Step 4: MM(Fe₂O₃) = 2(55.845) + 3(15.999) = 159.69; m(Fe₂O₃) = 2.002 × 159.69 = 319.7 g ≈ 320 g. [1 mark]

Q2(b) — Mass of Fe produced (2 marks)

Ratio Al : Fe = 2 : 2 = 1 : 1. n(Fe) = 4.003 mol (same as n(Al) via 1:1 ratio). [1 mark] m(Fe) = 4.003 × 55.845 = 223.5 g ≈ 224 g. [1 mark]

Q2(c) — Evaluate student’s shortcut (2 marks)

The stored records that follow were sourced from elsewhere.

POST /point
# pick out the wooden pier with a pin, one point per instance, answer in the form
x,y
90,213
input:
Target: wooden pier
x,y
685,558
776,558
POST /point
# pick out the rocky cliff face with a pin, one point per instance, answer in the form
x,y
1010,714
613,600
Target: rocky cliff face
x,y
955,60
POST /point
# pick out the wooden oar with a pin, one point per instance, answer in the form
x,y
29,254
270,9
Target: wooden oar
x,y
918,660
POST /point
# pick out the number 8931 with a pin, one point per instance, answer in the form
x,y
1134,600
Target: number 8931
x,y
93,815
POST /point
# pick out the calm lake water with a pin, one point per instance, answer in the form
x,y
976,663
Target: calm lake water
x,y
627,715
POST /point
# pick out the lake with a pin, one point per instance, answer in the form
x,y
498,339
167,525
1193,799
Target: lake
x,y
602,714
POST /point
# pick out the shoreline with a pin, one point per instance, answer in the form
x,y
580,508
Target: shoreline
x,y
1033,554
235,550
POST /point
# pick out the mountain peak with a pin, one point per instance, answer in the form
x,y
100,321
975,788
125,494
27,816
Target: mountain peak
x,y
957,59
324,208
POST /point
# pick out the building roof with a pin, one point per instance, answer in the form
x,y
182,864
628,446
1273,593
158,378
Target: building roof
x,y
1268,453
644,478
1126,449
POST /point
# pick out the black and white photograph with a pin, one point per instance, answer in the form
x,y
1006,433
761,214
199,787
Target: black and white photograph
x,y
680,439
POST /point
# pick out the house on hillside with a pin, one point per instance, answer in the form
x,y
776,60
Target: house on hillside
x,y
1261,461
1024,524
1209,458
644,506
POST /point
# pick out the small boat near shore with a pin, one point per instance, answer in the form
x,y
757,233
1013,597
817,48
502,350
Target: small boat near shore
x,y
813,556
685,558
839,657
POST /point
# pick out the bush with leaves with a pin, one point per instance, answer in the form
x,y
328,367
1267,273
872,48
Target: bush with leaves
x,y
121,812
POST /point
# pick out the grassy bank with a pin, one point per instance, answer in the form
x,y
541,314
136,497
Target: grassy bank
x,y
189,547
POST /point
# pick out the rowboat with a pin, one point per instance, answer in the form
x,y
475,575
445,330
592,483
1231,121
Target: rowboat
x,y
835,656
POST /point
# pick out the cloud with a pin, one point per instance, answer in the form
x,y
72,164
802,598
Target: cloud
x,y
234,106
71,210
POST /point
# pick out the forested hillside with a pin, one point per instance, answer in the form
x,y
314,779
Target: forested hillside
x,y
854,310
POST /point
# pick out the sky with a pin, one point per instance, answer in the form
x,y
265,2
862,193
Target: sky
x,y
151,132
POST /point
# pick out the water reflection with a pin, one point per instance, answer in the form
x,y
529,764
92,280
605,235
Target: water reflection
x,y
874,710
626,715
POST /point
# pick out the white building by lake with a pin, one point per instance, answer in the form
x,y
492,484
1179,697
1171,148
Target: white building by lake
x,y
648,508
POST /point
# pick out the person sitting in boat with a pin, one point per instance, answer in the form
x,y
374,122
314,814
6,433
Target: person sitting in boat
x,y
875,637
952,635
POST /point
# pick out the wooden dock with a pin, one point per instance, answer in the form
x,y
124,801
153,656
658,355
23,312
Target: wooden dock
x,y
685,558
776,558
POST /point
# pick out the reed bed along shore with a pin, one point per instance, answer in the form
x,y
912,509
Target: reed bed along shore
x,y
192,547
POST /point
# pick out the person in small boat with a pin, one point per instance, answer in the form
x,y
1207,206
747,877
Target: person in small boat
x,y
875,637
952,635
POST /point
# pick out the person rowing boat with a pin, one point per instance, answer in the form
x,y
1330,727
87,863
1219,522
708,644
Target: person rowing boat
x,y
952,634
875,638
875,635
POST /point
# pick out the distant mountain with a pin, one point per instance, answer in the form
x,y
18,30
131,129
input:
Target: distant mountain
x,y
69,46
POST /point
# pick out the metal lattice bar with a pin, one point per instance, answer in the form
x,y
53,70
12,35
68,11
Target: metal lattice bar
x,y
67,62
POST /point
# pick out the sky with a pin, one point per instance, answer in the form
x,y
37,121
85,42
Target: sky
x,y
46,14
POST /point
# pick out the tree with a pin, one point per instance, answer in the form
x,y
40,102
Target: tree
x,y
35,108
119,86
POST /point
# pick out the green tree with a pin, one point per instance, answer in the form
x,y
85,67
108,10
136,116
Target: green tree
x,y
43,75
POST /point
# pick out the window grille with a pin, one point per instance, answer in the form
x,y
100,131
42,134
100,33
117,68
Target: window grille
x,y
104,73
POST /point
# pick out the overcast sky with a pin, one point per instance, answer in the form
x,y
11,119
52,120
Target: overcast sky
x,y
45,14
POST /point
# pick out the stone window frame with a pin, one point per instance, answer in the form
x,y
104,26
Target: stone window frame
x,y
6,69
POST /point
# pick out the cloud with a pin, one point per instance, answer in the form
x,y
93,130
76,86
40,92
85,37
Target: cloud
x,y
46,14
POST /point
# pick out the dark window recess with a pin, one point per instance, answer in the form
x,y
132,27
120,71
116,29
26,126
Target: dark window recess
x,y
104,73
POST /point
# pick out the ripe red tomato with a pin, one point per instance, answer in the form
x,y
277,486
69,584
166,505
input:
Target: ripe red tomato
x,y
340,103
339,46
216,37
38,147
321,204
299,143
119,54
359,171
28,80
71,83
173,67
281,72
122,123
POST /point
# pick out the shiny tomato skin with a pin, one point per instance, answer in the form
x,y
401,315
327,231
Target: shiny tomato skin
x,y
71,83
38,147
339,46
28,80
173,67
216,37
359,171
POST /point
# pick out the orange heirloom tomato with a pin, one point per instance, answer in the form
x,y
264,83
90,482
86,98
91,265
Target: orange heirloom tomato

The reasoning is incorrect. [1 mark] The student assumes that all the mass of Fe₂O₃ is converted into Fe, but this is not the case. The oxygen atoms in Fe₂O₃ end up bonded to aluminium in Al₂O₃, not in Fe. Conservation of mass applies to the entire system — total reactant mass (108 g Al + 320 g Fe₂O₃ = 428 g) equals total product mass (m(Al₂O₃) + m(Fe)). The mass of Al₂O₃ must be calculated using the 4-step method with the Al:Al₂O₃ ratio, not by subtraction of Fe from Fe₂O₃. [1 mark]

Q3 — Band 5–6 extended answer (7 marks), annotated

Verification of Student A (4 steps): Ratio SO₂ : SO₃ = 2 : 2 = 1 : 1 [1]. MM(SO₂) = 32.06 + 2(15.999) = 64.058; n(SO₂) = 12.8 ÷ 64.058 = 0.1998 mol [1]. n(SO₃) = 0.1998 × 1 = 0.1998 mol [ratio step has no numerical effect since 1:1] [1]. MM(SO₃) = 32.06 + 3(15.999) = 80.057; m(SO₃) = 0.1998 × 80.057 = 16.0 g [1].

Student B’s answer is correct by coincidence [1]: Because the mole ratio SO₂ : SO₃ = 2 : 2 = 1 : 1, applying the ratio multiplies n(SO₂) by 1 — it has no numerical effect. Student B’s shortcut works here only because the ratio is 1:1. This is not a valid general method; it is a conceptual error that happens to give the right number in this specific case.

Counter-example showing the shortcut fails [1]: Consider 4Al + 3O₂ → 2Al₂O₃. If 27.0 g of Al reacts, the 4-step method gives: ratio Al : Al₂O₃ = 4 : 2 = 2 : 1; n(Al) = 27.0 ÷ 26.982 = 1.001 mol; n(Al₂O₃) = 1.001 × 2 ÷ 4 = 0.5003 mol; m(Al₂O₃) = 0.5003 × 101.96 = 51.0 g. Student B’s shortcut (using n(Al₂O₃) = n(Al)) gives m(Al₂O₃) = 1.001 × 101.96 = 102.1 g — double the correct answer.

General principle [1]: A 1:1 mole ratio can only be assumed when the two species have equal coefficients in the balanced equation (e.g. both are 2, both are 3, etc.). The ratio must always be read from the balanced equation; it cannot be assumed.

Marking criteria: 1 mark × 4 for full 4-step verification; 1 mark for correctly labelling B’s result as coincidental with explanation; 1 mark for a valid counter-example with 4-step calculation showing the error; 1 mark for a correctly stated general principle.